The purpose of this study was to investigate the different mechanisms responsible for an impairment of coronary vasodilator capacity in hypertensive subjects by an integrated echocardiographic approach, including transesophageal Doppler echocardiography, which allows noninvasive monitoring of coronary flow velocity in the left anterior descending artery during pharmacological vasodilation. The study population consisted of 17 healthy control subjects and 33 hypertensive subjects: 10 without hypertrophy, 16 with mild to moderate hypertrophy, and 7 with severe left ventricular hypertrophy. Mean systolic and diastolic flow velocities were monitored basally (together with indexes of myocardial oxygen demand, such as heart rate, myocardial inotropism, and left ventricular wall stress) and during infusion of low-dose (0.56 mg/kg per 4 minutes) and high-dose (0.84 mg/kg per 9 minutes) dipyridamole.
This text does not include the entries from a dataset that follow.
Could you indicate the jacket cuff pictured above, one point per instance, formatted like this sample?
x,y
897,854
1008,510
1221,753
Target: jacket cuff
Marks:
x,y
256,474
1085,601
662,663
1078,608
Coronary reserve was assessed as the ratio of mean diastolic velocity after high-dose dipyridamole and basal diastolic velocity, and minimum coronary resistance as the ratio of diastolic blood pressure and diastolic velocity after high-dose dipyridamole. Compared with the control group, in all hypertensive groups, coronary reserve was similarly decreased (3.54 +/- 0.84 versus 2.59 +/- 0.42, 2.29 +/- 0.46, and 2.43 +/- 0.71; P < .01) and minimum resistance increased (0.56 +/- 0.15 versus 0.75 +/- 0.31, 0.75 +/- 0.19, and 0.78 +/- 0.21 mm Hg.s-1.cm-1; P = NS). These results confirm that coronary reserve in hypertensive individuals is reduced even before the occurrence of left ventricular hypertrophy. The reduction in coronary reserve depends on both an increase in resting coronary flow and an impairment in maximal vasodilator capacity. An increase in resting flow is dependent on higher heart rate and wall stress in hypertensive subjects without ventricular hypertrophy and on increased myocardial mass in hypertensive subjects with hypertrophy. Hypertensive subjects with ventricular hypertrophy also demonstrated a significantly blunted response to low-dose dipyridamole.